Qué es, en una frase
Una tarjeta de crédito no gasta tu dinero: gasta el del banco, que te lo adelanta hasta final de mes. Si no lo devuelves entero, lo que queda se convierte en un préstamo caro.
A Iker el dinero no le dice que no
Las zapatillas cuestan cincuenta y nueve euros. Bruno las tiene abiertas en el móvil desde hace cuatro días y ya se sabe la pantalla de memoria.
En su tarjeta prepago hay veintidós euros. Lo sabe sin mirar, porque Bruno es rapidísimo con los números y lleva la cuenta de su dinero mejor que muchos adultos.
Iker está tirado en el otro extremo del sofá. Es amigo suyo desde primero, tiene la misma edad y en su casa hay bastante más dinero que en la de Bruno; no es algo de lo que hablen nunca.
—Dámelo, lo pago yo y me lo devuelves cuando puedas —dice Iker.

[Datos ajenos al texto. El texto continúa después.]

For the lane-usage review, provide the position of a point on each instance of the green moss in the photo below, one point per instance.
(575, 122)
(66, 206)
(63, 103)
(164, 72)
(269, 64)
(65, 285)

Coge el móvil, elige la tarjeta que su madre le tiene guardada para las compras y en tres segundos aparece «pedido confirmado». No ha mirado ningún saldo. No ha esperado a ningún aviso. No ha pasado nada.
Y a Bruno le da envidia. No de las zapatillas, que al final acaban siendo suyas. Le da envidia de que a Iker el dinero no le diga que no.
Esa misma tarde le salta a Bruno un aviso del banco en la pantalla: «Compra de 1,99 €». Es de un juego y es de la semana pasada. Siempre llegan tarde, cuando ya no se puede hacer nada.
Se queda pensando en una cosa. A Iker no le ha llegado ningún aviso. A él, por lo menos.
—Oye, ¿cuánto dinero tienes en esa tarjeta?
—No sé —dice Iker.
—¿Cómo que no sabes?
—Que no. No es mi dinero. Es la de mi madre, la de crédito. Esa no tiene saldo, tiene límite.
—¿Y qué diferencia hay?
—Que no se vacía —dice Iker, encogiéndose de hombros—. Se va llenando. Y a final de mes lo paga ella.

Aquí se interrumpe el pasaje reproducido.